Makes one 9-inch pie

Chewy brownies

It is my firm belief that these brownies could solve many of the world’s problems. Maybe not childhood obesity or diabetes, sure, but at least a couple of the others. This recipe comes from Cook’s Illustrated, an always-trusted name, especially in baking, because their test cooks have the dedication to make brownies for two months until they have found the perfect texture, flavor, and shiny, crackly top. And then they print it up and send it to me! See? Magic. Apparently the secret ingredients include a mix of butter and oil, as well as a couple egg yolks thrown in for good measure. Don’t worry, though– it’s pretty hard to eat more than one of these in a two-hour time period because they are super-rich and satisfying.

Chewy Brownies

Cook’s Illustrated, March/April 2010 [well worth the subscription price of$20 or so annually, but I’m glad mine was a gift.]

Note: For the chewiest texture, it’s important to let the brownies cool thoroughly before cutting. If your baking dish is glass, cool the brownies 10 minutes, then remove them from the pan (otherwise, the higher heat retention of glass will cause them to overbake). CI recommends Callebaut Intense Dark Chocolate L-60-40NV (likely available at higher-end markets and specialty shops) and Ghirardelli Bittersweet Chocolate Baking Bar (fairly easy to find in supermarkets) as the bittersweet component, and Scharffen Berger unsweetened chocolate. Store leftovers in an airtight container for up to 4 days– but I doubt they’ll last that long.


  • 1/3 cup Dutch-processed cocoa
  • 1 1/2 teaspoons instant espresso (optional) [But totally recommended. Coffee is one of those flavors that makes chocolate dishes really sing. CI recommends Caffe D’Vita, Cafe Bustelo, and Medaglia D’Oro– which I used.]
  • 1/2 cup plus 2 tablespoons boiling water
  • 2 ounces unsweetened chocolate, finely chopped
  • 4 tablespoons (1/4 stick) unsalted butter, melted
  • 2 large eggs
  • 2 large egg yolks
  • 2 teaspoons vanilla extract
  • 2 1/2 cups (17 1/2 ounces) sugar
  • 1 3/4 cups (8 3/4 ounces) unbleached all-purpose flour
  • 3/4 teaspoon table salt
  • 6 ounces bittersweet chocolate, cut into 1/2-inch pieces [I followed this direction exactly when I made them for the first time, but I think I would cut them smaller next time.

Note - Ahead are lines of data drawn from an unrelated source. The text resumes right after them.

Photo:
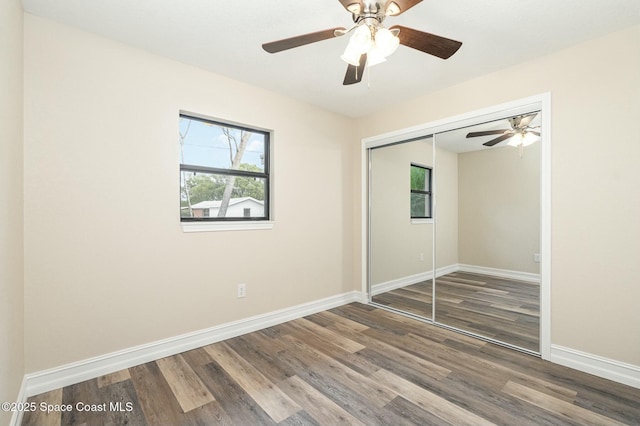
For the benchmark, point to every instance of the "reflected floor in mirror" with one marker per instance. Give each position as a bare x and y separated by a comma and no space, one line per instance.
502,309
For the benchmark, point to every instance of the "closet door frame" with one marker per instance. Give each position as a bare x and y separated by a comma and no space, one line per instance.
540,102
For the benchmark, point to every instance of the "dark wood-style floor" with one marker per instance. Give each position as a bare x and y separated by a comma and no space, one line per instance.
352,365
498,308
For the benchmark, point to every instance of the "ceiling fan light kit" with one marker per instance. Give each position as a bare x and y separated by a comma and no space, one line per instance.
370,42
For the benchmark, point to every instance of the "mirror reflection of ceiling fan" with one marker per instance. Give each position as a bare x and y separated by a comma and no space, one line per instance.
371,43
520,133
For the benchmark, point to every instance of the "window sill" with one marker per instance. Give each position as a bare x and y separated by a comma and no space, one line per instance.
420,221
225,226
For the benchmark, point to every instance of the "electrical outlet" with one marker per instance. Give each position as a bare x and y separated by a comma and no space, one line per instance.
242,290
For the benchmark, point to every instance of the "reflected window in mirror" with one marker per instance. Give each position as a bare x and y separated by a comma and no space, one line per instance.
421,193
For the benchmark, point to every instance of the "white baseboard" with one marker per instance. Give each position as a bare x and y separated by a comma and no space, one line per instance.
502,273
617,371
65,375
16,417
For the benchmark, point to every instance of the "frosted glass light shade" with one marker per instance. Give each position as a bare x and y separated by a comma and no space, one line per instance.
351,56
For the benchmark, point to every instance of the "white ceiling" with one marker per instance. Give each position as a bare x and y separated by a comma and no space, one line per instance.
226,37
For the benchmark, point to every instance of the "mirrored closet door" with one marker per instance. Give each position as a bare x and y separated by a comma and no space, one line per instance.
401,226
472,262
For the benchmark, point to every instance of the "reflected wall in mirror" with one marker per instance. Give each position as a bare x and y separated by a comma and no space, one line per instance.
401,246
493,288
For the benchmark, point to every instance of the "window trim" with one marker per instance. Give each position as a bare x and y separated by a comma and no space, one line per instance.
232,223
429,194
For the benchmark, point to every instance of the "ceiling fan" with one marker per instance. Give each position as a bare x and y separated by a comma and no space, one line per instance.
370,41
519,127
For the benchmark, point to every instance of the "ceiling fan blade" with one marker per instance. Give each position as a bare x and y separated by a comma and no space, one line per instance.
301,40
402,5
428,43
487,133
526,120
497,140
354,74
353,6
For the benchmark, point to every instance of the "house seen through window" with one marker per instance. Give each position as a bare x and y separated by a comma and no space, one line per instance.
421,192
224,171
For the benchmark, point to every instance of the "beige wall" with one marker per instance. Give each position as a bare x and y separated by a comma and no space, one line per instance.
499,208
107,266
595,90
446,200
11,239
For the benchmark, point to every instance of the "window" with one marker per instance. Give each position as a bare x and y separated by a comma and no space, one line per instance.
224,171
420,192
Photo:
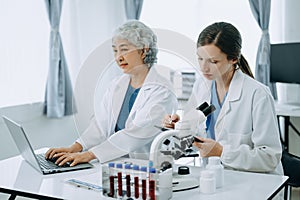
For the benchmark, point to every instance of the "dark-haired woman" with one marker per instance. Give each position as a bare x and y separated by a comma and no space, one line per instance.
243,130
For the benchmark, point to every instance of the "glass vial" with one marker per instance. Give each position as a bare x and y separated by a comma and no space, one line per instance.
214,164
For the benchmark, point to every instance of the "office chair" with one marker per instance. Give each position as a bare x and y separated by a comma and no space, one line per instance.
291,168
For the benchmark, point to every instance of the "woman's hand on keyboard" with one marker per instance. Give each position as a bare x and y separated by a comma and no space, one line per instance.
74,158
53,152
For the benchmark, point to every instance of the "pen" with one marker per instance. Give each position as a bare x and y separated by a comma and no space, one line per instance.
86,185
170,120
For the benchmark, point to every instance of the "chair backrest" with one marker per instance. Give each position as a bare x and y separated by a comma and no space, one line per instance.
291,168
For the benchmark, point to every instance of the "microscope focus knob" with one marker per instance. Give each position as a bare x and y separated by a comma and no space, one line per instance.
183,170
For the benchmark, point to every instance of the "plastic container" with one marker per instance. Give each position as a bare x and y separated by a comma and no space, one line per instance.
112,183
207,182
215,165
143,176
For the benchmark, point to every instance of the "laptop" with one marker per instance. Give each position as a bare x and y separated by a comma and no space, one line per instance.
37,161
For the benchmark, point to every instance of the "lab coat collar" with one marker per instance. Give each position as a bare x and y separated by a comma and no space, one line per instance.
234,94
152,79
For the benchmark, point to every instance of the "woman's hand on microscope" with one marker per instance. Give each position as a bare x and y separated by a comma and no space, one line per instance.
170,120
208,147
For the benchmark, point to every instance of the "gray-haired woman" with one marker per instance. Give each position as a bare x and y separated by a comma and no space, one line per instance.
131,106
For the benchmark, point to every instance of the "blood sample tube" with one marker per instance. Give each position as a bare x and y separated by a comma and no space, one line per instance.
152,183
119,174
136,177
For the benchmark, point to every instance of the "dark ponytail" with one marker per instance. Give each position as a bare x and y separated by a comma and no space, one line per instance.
228,39
243,65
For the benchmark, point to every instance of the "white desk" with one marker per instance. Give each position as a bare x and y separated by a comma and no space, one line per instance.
19,178
287,111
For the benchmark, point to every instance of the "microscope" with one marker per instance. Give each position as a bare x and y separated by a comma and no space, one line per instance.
173,144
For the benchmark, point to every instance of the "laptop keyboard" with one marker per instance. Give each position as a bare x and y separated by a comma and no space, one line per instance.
48,164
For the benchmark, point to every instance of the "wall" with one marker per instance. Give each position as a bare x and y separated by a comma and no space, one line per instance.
291,34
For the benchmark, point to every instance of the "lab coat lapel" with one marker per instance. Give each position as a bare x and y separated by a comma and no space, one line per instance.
118,96
234,93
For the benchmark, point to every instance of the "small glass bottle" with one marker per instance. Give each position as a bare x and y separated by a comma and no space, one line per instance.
112,175
128,180
214,164
136,178
144,182
119,167
207,182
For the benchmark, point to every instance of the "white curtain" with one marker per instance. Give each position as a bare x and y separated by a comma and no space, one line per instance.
261,11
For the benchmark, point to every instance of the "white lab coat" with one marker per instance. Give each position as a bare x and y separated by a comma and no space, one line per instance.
246,126
155,99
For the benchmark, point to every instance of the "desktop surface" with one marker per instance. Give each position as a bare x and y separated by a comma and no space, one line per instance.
18,177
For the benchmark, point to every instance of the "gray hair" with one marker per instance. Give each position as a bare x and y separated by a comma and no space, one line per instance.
140,36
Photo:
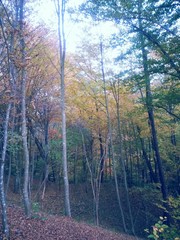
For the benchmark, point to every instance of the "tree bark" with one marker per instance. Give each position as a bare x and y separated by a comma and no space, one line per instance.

Depends on how big you want your chocolate chunks!]


Adjust oven rack to lowest position and heat to 350 degrees. Make a foil sling by placing two pieces of foil lengthwise and width-wise (folding over if necessary), making sure that there is a good overhang on each edge f the pan. Spray with nonstick cooking spray.

Whisk cocoa, espresso powder, and boiling water together in a large bowl until smooth. Add unsweetened chocolate and whisk until chocolate is melted. Whisk in melted butter and oil. (Mixture will look curdled, but don’t worry.) Add eggs, yolks, and vanilla and continue to whisk until smooth and homogenous. Whisk in sugar until fully incporated. Add flour and salt and mix with a rubber spatula until combined. Fold in bittersweet chocolate pieces. [I usually prefer to mix things in my stand mixer, but in this case it is easier– and requires less cleanup– to just do it all by hand.]

[Optional step: offer the mostly-scraped bowl to your husband, who is strange and prefers baked goods in their raw form. This will probably help a little with cleanup.]

[But, oh…there will still be plenty of dishes to wash. This is typically the curse of CI’s precise-but-perfect recipes.]

Scrape batter into prepared pan and bake until toothpick inserted halfway between edge and center comes out with just a few moist crumbs attached, 30 to 35 minutes.

Using foil overhang, lift brownies from pan. Return brownies to a wire rack and let cool completely, for about an hour. Cut into 2-inch squares [seriously, you will likely not want them bigger than this] and serve.